The filter though require cleaning every now and then. To clean the filters I also use a blower and a fiber cloth. When the filter is really dirty I simply wash it in running water with dish soap, gently wipe it and leave it to dry completely it before putting it back on the lens.

Bob
 
most of my lenses (all my work ones) have had a filter on them from new that never really comes off I just clean the filter when it needs it with whatever I have to hand corner of t-shirt etc.
 
I've been using lenspens for years now. Just to brush any excessive dust of the surface.

Keep a filter on and you should never have to get near your glass.
 
how about oil in lens blades? wuld it be possible to clean or would it be ok if just leave it like that? does this affects images? sorry to ask stupid question. :)
 
Oil on the blades can lead to two things. The oil can spread and "coat" the lens elements facing the aperture blades. This will cause problems with flare, light transmission etc.
The more serious problem is that the oil can make the blades "stick" together and when you go to change aperture the blades can bend, jam or simply came off the pins holding them in place.
It is usually not that big a deal having the blades cleaned and adjusted.

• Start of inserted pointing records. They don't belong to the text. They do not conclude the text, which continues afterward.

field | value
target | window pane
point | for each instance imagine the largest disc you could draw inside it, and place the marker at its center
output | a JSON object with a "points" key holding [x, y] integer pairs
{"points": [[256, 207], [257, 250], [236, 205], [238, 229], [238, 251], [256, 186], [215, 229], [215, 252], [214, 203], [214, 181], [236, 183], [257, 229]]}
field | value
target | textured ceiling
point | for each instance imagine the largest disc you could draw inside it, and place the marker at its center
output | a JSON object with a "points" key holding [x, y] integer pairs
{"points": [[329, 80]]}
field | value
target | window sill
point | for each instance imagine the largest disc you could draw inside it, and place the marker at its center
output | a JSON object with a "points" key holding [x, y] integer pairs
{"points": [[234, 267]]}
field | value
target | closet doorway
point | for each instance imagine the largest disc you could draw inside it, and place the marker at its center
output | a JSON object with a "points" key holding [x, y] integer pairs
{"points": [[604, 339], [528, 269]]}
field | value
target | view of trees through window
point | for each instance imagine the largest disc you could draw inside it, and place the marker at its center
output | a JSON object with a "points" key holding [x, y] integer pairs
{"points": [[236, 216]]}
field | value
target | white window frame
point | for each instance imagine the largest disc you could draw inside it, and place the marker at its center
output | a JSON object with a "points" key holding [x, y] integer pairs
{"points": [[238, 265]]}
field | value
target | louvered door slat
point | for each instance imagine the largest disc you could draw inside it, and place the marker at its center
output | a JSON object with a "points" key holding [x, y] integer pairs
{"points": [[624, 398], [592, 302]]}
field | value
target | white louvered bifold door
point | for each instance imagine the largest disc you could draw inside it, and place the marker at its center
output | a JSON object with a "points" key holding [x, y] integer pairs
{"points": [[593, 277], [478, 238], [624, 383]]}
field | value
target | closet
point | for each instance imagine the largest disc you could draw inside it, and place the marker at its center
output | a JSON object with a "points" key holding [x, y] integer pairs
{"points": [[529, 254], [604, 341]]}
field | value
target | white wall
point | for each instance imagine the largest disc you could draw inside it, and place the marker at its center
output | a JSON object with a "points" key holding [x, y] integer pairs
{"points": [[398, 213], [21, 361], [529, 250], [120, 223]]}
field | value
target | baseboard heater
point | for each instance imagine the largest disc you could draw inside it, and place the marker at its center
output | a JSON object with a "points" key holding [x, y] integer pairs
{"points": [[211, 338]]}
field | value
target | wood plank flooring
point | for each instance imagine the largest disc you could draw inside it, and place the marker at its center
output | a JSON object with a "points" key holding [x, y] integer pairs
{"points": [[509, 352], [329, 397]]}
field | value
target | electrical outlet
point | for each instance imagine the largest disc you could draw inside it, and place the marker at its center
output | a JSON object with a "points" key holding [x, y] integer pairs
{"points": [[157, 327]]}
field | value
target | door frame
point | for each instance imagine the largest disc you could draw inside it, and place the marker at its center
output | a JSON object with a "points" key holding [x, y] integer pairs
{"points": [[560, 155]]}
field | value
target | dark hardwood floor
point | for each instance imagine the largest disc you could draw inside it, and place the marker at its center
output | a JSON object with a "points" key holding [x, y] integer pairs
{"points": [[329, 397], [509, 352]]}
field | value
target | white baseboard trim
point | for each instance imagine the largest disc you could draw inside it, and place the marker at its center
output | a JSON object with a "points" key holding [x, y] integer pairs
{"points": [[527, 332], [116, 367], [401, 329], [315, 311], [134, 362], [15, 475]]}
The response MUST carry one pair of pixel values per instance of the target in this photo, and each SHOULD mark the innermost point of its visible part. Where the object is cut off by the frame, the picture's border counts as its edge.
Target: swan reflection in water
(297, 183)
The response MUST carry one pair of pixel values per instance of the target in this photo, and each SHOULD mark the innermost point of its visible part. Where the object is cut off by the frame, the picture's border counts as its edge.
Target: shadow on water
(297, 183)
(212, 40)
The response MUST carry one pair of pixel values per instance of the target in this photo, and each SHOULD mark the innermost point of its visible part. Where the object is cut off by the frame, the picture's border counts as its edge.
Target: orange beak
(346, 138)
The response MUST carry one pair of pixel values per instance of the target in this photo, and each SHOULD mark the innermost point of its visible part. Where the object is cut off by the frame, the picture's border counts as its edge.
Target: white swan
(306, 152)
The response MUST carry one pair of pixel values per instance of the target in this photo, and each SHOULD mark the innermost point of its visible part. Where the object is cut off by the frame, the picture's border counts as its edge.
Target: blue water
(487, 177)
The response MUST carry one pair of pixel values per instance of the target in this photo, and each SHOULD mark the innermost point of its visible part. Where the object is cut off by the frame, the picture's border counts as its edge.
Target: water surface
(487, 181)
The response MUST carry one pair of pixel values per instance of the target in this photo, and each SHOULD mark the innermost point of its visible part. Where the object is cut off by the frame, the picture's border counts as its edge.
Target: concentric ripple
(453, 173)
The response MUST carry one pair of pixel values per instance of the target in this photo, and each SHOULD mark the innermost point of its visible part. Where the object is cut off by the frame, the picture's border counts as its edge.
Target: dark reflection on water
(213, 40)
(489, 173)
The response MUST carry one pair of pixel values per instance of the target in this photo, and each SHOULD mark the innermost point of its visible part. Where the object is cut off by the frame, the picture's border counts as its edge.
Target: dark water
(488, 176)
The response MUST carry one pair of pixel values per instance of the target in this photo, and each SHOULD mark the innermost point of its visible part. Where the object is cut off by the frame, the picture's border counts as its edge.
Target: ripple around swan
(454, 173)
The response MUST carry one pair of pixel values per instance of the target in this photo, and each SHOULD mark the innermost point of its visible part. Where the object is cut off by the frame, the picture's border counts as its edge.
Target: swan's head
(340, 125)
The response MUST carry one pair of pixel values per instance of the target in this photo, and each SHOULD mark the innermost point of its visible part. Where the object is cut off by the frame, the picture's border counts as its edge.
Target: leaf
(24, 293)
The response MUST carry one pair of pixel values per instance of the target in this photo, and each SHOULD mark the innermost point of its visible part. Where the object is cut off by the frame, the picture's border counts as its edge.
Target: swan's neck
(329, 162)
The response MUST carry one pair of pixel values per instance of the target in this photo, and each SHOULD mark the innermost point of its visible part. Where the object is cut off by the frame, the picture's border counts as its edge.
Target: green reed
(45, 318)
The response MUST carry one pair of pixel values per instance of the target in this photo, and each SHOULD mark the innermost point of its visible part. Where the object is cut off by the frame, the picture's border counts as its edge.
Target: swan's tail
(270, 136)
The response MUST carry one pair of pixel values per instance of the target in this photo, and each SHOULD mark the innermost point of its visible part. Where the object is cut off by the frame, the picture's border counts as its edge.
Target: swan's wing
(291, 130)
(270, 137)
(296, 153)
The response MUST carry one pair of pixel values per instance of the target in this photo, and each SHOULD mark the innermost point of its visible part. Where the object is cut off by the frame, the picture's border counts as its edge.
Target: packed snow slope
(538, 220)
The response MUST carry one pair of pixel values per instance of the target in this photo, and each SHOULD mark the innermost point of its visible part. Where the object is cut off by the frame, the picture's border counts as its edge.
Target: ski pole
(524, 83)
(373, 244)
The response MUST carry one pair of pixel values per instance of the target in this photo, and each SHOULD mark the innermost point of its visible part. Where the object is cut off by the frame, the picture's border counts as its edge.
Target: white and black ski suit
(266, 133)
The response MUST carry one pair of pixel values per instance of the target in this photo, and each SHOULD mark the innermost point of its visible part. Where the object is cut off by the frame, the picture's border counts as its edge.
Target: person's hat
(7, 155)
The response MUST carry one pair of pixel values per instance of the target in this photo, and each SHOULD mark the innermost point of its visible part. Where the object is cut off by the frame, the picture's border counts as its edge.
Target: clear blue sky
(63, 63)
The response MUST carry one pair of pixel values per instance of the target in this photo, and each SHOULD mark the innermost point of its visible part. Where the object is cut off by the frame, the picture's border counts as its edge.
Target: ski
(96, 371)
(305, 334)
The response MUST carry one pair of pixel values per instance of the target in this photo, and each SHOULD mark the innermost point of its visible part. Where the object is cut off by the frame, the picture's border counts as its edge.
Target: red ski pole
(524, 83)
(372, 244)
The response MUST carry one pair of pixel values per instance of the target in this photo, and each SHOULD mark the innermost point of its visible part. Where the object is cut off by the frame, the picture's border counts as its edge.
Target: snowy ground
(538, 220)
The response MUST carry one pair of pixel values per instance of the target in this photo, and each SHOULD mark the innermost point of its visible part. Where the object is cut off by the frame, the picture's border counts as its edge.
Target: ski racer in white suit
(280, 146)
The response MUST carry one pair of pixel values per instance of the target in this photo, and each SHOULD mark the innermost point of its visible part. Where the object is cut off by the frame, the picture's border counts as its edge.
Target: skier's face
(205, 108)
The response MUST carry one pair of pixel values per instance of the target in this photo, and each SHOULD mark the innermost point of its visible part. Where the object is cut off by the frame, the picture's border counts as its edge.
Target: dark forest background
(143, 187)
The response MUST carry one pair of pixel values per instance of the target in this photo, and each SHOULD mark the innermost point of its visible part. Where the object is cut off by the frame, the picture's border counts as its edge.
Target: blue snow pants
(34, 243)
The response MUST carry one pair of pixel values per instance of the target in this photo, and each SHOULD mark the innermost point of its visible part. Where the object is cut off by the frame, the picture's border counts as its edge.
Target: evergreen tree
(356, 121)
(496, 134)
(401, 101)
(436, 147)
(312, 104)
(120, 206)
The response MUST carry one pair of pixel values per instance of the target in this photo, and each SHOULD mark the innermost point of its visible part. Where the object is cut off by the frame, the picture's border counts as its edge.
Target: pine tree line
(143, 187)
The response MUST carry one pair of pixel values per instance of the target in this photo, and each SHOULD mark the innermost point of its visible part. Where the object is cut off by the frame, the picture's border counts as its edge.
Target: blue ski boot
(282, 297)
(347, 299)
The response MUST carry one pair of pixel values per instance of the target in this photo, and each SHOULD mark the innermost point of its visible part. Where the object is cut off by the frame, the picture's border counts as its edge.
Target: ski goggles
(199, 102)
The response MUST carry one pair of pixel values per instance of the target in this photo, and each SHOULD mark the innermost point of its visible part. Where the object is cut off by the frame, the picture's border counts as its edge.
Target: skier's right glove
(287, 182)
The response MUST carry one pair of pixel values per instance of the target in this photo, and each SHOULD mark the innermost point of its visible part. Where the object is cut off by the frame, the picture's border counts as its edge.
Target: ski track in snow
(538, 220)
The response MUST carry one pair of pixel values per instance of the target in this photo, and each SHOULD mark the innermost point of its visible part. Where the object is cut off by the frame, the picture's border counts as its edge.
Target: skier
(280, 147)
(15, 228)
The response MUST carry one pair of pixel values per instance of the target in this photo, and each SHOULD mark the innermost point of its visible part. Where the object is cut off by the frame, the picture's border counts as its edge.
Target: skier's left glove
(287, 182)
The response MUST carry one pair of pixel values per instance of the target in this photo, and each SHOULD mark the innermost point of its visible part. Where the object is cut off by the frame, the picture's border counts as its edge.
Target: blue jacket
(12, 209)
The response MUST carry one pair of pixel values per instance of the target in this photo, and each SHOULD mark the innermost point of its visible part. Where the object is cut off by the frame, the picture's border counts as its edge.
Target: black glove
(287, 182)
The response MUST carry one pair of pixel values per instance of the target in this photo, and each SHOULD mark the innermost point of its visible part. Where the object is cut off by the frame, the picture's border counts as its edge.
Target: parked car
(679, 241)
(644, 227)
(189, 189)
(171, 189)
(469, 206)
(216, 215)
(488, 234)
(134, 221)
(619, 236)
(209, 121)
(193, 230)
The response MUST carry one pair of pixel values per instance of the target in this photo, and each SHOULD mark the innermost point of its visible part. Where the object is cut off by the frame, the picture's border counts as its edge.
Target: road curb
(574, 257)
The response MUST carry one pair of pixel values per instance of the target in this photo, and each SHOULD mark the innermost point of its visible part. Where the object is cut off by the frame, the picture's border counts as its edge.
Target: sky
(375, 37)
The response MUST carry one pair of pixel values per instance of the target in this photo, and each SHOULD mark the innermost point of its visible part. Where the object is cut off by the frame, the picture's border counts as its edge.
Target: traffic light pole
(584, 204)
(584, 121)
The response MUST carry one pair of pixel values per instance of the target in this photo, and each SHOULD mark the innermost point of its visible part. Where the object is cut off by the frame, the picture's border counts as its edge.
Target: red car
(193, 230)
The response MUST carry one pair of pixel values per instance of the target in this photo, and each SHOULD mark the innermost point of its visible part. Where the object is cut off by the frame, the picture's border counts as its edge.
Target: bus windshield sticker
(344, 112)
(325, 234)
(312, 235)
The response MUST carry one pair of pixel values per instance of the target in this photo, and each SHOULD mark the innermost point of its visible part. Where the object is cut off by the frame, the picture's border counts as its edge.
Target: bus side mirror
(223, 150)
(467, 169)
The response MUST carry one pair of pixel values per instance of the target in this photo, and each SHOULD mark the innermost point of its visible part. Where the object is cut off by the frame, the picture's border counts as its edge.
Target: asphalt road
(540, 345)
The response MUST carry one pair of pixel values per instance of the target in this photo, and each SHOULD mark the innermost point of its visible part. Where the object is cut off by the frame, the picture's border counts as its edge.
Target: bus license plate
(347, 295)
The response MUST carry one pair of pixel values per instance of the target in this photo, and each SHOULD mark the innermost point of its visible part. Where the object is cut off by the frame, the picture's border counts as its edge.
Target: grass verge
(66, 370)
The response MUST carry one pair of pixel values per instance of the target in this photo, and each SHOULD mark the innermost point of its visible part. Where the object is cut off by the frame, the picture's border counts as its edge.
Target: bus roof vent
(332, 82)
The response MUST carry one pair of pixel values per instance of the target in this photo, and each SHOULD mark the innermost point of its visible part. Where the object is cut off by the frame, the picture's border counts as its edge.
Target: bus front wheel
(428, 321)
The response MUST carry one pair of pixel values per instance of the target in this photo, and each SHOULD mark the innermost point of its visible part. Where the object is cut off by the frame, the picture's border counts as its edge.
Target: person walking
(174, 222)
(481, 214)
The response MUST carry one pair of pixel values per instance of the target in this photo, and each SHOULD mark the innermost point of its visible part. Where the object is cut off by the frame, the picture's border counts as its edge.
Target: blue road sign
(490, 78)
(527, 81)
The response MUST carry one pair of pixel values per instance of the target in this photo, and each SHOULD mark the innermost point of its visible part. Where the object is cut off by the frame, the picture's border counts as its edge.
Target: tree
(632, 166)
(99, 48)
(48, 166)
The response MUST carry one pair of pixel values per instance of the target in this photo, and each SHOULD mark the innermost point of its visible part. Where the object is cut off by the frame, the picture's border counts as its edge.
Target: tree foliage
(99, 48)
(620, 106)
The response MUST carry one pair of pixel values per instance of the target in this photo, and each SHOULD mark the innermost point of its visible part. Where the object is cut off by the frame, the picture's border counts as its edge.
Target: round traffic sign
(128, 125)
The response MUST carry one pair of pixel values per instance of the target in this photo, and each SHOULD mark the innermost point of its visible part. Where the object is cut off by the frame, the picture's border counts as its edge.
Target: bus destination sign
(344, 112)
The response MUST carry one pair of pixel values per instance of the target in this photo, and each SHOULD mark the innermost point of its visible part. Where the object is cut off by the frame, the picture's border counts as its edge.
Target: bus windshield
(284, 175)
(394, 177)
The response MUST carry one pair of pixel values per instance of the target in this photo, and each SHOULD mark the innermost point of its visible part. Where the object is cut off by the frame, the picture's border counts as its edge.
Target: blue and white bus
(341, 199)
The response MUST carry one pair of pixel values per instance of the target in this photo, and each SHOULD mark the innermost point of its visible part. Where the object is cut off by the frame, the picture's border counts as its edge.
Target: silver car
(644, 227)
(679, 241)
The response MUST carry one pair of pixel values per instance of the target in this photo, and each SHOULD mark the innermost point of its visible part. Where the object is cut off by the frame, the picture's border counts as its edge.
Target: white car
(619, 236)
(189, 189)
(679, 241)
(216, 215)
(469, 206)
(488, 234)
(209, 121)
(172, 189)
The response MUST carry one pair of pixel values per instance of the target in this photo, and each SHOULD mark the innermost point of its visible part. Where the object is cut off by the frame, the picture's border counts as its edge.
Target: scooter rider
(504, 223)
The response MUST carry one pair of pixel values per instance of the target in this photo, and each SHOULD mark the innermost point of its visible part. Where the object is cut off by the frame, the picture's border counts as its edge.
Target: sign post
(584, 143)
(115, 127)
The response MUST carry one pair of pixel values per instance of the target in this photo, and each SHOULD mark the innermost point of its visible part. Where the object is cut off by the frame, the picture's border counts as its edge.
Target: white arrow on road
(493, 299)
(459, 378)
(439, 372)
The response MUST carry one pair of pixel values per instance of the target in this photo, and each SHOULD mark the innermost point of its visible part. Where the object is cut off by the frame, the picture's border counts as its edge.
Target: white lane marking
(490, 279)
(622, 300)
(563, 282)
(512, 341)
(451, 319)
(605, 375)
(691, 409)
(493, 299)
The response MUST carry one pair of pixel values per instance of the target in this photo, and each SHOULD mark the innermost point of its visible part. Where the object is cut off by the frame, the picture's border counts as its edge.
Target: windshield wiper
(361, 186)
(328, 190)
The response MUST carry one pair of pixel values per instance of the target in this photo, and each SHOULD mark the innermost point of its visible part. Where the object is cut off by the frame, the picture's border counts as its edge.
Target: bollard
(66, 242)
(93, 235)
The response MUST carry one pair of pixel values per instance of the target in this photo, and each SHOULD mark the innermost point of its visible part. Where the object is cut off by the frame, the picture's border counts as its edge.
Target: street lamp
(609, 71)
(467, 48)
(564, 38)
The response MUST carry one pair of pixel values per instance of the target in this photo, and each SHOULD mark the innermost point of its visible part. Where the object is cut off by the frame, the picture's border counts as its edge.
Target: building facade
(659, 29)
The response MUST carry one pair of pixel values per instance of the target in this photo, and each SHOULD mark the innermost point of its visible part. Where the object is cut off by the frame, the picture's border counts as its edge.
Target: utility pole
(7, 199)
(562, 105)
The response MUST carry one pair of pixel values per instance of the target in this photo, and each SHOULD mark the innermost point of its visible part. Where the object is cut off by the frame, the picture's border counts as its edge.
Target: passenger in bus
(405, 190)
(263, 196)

If you use a graphite type of lube - it usually last longer too.
 
Oil on the blades can lead to two things. The oil can spread and "coat" the lens elements facing the aperture blades. This will cause problems with flare, light transmission etc.
The more serious problem is that the oil can make the blades "stick" together and when you go to change aperture the blades can bend, jam or simply came off the pins holding them in place.
It is usually not that big a deal having the blades cleaned and adjusted. If you use a graphite type of lube - it usually last longer too.

thanks a lot tom.. not sure if i would send my nikkor s 1.4 to local repairman again. actualy i sent it with my s2 for CLA before but looks like they only clean the outer glass and put some lighter fluid for smooth aperture ring. argh.. anyone good doing CLA on old lenses? :)

thanks again tom!
 
Ted Grant's method

Ted Grant's method

I am surprised that no one (especially a Canadian) has referred to Ted Grant's infamous recommendation: take some of those old white Jockey Y fronts your wife has told you are a disaster and should be thrown out and cut them into small pieces. Not the rayon or felt ones; the COTTON ones. Since they have been laundered many many times and worn smooth by numerous wiggling of the rear on chairs and saddles, Ted concludes that they are truly the softest, smoothest cotton cloths known to humans. Thus they are the perfect lens cleaning cloth.
 
Slight tangent

Slight tangent

As filters have cropped up here with obviously many who favour their regular use can I ask about the Voigtlander SC range of lenses?

How do you maintain the SC "look" when using a filter, not necessarily UV as the B/W users may want a yellow etc, when all the filters I see listed are MC ?
I presume if you go far enough back SC or even uncoated filters were made and crop up S/H but sizes ?
I think Tom prefers a lens hood as protection but could he talk to the powers that be at CV and ask for a range of SC or uncoated filters to match ? Do we need them?
(How many question marks can you get in one post? ):)
 
I dont think the use of a K2 yellow, or an orange/red filter will make much difference to the SC coating signature. By the time you add a contrast filter to a lens - the "color" of the filter over-rides the lens coatings. At least that is my suspicion - though I have no "scientific" data to back it up.
 
Thanks Tom. Kind of difficult to test really when you think how you might so I will run with your suspicion. The MC/SC difference can be subtle anyway as you have pointed out previously and being blessed with only a 40mm SC I am spared from testing.